Questions regarding frequency response generally arise due to combinations of three topics of interest. Typically, sensor users need to know: one, how quickly the sensor will respond to changes in input (force, torque, pressure, acceleration, etc.), especially in dynamic system loads. Two, how quickly the sensor will reach 63.2% of FSO (time constant of the sensor) when exposed to a full-scale pressure input from zero instantaneously. And, three, what the modal frequency analysis of the sensor will be when subjected to vibrational loads.

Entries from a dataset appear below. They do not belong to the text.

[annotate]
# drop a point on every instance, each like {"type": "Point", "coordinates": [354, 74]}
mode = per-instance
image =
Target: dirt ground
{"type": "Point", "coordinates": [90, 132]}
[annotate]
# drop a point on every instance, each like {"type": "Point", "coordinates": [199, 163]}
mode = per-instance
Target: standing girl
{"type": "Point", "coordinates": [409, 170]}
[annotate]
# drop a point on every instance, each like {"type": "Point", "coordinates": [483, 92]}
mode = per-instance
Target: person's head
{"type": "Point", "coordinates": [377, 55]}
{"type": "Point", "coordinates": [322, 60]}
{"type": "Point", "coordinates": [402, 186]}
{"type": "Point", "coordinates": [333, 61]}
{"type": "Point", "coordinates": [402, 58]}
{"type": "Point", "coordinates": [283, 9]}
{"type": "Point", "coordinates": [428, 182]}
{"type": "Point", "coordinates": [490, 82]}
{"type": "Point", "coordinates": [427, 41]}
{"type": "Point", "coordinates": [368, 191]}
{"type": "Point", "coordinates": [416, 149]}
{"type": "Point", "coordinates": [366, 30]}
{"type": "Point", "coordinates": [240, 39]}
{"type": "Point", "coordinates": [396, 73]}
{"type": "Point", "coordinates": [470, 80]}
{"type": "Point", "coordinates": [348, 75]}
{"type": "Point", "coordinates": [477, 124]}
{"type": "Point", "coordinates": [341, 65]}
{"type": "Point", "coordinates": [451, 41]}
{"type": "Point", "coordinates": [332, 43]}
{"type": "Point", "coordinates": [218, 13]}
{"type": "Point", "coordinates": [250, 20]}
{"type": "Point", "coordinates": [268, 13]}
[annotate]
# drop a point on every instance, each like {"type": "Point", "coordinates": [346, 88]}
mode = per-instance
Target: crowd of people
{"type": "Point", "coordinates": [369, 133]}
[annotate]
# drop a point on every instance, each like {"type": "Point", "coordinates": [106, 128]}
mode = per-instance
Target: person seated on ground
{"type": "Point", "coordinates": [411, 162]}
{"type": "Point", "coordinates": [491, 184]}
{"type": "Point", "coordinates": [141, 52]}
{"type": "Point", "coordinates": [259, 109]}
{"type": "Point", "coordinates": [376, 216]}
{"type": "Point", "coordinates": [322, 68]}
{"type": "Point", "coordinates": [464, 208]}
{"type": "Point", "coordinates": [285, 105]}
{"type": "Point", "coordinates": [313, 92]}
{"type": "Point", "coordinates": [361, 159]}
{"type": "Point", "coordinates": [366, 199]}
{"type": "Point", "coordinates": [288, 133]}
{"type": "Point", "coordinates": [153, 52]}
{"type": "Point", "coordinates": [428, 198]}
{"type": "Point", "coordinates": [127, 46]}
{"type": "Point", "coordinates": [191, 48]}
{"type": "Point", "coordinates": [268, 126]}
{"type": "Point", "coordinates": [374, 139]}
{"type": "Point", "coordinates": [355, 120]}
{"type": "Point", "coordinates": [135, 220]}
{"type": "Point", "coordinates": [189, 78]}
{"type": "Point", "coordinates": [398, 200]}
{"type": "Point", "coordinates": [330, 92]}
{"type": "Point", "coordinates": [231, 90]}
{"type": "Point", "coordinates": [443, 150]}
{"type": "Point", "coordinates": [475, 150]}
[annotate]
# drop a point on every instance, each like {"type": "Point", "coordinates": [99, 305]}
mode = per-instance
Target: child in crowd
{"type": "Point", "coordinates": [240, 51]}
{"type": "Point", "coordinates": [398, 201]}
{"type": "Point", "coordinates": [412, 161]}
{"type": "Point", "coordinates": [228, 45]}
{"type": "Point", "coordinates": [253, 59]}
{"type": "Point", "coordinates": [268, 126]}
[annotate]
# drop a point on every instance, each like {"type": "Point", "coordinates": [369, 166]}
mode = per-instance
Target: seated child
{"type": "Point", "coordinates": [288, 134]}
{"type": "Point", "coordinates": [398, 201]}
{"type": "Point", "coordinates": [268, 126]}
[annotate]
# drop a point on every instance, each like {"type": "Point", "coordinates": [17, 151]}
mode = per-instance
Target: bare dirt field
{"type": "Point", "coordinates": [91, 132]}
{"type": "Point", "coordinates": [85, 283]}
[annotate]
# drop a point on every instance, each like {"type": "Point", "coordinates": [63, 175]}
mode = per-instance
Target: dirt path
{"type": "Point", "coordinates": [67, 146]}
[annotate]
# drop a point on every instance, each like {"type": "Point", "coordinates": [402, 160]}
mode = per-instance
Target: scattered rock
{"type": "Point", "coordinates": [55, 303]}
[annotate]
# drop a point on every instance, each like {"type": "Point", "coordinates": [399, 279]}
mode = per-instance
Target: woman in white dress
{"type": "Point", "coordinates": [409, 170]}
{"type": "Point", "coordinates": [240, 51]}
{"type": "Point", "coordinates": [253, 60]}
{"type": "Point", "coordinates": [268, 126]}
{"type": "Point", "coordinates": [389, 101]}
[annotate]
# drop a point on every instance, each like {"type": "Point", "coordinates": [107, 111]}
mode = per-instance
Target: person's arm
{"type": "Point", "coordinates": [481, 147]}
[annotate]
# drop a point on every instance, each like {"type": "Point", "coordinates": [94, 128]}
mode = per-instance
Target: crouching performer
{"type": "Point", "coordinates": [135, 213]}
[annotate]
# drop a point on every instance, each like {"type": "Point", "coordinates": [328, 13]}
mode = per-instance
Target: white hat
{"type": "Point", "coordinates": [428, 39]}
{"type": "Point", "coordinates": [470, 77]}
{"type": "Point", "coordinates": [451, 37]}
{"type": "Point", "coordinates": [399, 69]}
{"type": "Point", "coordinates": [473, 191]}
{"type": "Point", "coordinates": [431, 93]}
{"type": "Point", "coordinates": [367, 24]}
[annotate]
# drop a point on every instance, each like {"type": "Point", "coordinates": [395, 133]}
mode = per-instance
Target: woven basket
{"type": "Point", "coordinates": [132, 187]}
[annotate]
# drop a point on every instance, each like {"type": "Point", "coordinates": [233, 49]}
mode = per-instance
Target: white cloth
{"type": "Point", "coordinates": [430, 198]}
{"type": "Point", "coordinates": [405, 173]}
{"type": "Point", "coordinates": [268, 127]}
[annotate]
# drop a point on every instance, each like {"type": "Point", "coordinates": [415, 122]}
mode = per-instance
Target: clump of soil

While all of these are related concepts, especially mechanically, they are not entirely the same. Answers will vary based on pressure range, sensor design (monolithic diaphragm deflection or isolation diaphragm with load transfer to bending beam, as an example) and the electrical output provided by the sensor. The first two questions are both mechanical and electrical. Depending on whether the electrical output of the sensor is ratiometric mV/V (no electronics), amplified (voltage or current output) or digital (CANBus, I2C, RS232), the answer will be quite different if the mechanical design is held constant.
Mode (0, 1)
Mode (2, 1)
Mode (0, 2)
Mode (3, 1)
Mode (1, 2)
Mode (2, 2)
Typically, the mechanical portions of the sensors offer frequency responses in the tens of thousands of Hz. For example, 12kHz at 5000psi for a 0.5-inch diameter diaphragm, or 2.5kHz on a 100 psi design. For mV/V sensors, the electrical response will track very closely to the mechanical response. Meanwhile, the electrical response of a standard 0-5 V DC output non-isolated voltage amplified sensor will fall in the 2-3kHz range. The response will be slower for isolated voltage (1-2kHz) and even more slow for digital (200-900Hz). This will impact both the speed at which the sensor’s output responds to dynamic changes in pressure (in the case of pressure transducers) and the speed at which the sensor reaches a 63.2% FSO solution, even though the diaphragms would mechanically respond in identical ways.
Meanwhile, when looking at the sensor’s behavior in vibration applications, the acceleration response, structural/nodal analysis, etc. is impacted almost entirely by the mechanical design, and begins with the modal analysis of the sensing element based on complex differential equations and known plate or beam theory.
Since frequency response and acceleration performance equations always take into account material stiffness values (“D” or “k,” depending on the design or formulas used), the mass of the total system (e.g., a mass/spring damper system in load cell applications or the mass density of a compressed fluid on a diaphragm in pressure applications) and require assumptions in boundary conditions (clamped or free), the derived value of the frequency response will always be theoretical and limited in usefulness. It will always be necessary to validate the response through testing within the end-user system to determine if the performance meets system measurement or control requirements.